Les organisations à but non lucratif doivent ainsi montrer la voie pour que les entreprises adoptent des échanges réciproques. L’auteure détermine quatre propositions en ce sens :

  1. Mettre davantage en avant les bases de l’échange à but non lucratif : mutualisme et réciprocité, qui apportent des avantages systémiques pour la société.
  2. Adopter une approche capacitaire (Sen, 2009).
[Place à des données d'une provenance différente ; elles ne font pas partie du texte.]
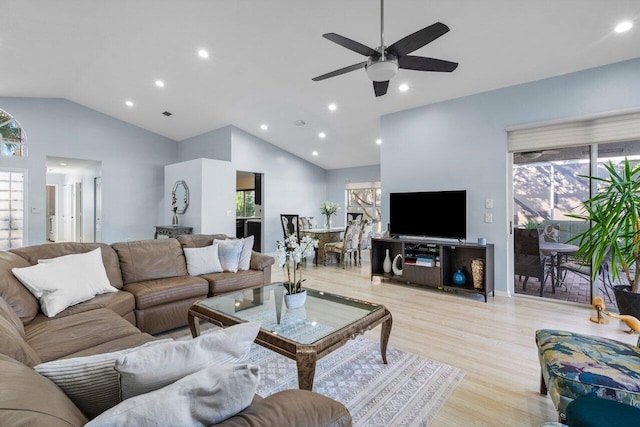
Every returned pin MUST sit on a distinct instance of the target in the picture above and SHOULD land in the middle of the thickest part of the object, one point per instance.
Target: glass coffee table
(305, 334)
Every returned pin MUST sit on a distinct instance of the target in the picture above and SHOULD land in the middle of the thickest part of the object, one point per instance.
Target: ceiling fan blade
(351, 44)
(380, 88)
(420, 63)
(418, 39)
(340, 71)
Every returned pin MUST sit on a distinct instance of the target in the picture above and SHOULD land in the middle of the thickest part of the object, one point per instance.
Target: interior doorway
(73, 200)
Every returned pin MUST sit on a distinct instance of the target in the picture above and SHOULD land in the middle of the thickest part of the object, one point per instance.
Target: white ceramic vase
(295, 300)
(386, 264)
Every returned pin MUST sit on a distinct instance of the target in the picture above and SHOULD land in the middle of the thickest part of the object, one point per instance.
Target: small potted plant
(290, 254)
(614, 234)
(328, 209)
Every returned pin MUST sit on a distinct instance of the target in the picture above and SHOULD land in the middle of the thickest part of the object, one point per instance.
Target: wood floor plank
(492, 342)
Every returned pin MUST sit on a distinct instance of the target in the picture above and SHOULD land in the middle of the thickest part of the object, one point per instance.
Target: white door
(11, 209)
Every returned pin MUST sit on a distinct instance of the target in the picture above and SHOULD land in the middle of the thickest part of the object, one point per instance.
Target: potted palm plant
(614, 235)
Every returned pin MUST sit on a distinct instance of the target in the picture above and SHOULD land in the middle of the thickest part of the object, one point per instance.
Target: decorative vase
(394, 265)
(459, 278)
(386, 264)
(295, 300)
(477, 272)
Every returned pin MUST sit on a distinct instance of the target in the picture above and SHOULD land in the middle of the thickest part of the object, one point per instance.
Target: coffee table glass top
(322, 314)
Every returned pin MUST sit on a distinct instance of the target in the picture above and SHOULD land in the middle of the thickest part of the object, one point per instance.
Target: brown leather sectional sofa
(154, 293)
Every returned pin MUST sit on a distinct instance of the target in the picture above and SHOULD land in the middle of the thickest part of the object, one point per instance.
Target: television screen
(441, 214)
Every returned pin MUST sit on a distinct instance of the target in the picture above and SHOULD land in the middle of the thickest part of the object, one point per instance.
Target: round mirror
(180, 195)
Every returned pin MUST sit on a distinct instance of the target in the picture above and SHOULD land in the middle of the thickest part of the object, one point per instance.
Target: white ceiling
(263, 55)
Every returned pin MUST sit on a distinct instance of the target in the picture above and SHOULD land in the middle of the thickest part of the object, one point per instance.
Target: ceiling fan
(383, 62)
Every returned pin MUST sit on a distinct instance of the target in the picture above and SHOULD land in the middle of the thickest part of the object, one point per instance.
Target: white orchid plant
(289, 254)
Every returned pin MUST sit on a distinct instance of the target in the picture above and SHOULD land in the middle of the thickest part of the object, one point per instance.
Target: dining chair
(347, 248)
(290, 225)
(365, 238)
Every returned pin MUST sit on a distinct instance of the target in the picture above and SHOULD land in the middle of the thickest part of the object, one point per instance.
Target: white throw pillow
(67, 280)
(91, 382)
(149, 369)
(229, 253)
(203, 260)
(204, 398)
(245, 255)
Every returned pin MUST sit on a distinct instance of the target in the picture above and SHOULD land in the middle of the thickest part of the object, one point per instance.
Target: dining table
(555, 251)
(324, 235)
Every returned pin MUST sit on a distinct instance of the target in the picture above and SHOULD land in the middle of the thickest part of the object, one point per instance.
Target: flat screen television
(441, 214)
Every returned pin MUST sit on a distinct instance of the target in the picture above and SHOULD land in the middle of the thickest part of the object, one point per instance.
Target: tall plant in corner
(614, 213)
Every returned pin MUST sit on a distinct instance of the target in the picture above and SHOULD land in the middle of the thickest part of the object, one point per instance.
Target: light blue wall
(132, 159)
(462, 143)
(337, 179)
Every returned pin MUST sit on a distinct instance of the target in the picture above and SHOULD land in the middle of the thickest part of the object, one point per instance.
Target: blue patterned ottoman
(576, 365)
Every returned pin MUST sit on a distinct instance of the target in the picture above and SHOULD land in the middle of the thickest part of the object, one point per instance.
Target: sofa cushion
(12, 337)
(202, 260)
(61, 282)
(575, 365)
(15, 294)
(53, 250)
(148, 369)
(152, 293)
(222, 283)
(310, 409)
(150, 259)
(200, 399)
(29, 399)
(56, 338)
(229, 253)
(91, 382)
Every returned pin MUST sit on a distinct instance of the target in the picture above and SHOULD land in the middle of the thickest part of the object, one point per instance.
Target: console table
(172, 230)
L’activation d’un potentiel au niveau micro produit des effets au niveau macroéconomique.
  3. Apprendre à penser de manière dynamique, en prenant en compte plusieurs échelles temporelles et plusieurs niveaux interconnectés (individuel, organisationnel, communautaire, national et mondial).
  4. Reconnaître que les ressources ne se définissent pas uniquement par l’argent : les actifs intangibles (tels que les relations interpersonnelles, le savoir et la réputation) doivent être reconnus comme le principal moteur de la création de valeur dans les entreprises.

L’auteure conclut que ce n’est qu’en rétablissant la réciprocité comme principe économique directeur que nous pourrons assurer la prospérité des siècles à venir.

Les organisations à but non lucratif doivent devenir des donneurs de sens (Corley & Gioia, 2011), aidant le commerce à donner un nouveau sens à ses pratiques d’échange.

*Elizabeth A. Castillo est professeure adjointe en leadership et études interdisciplinaires au sein de l’Arizona State University.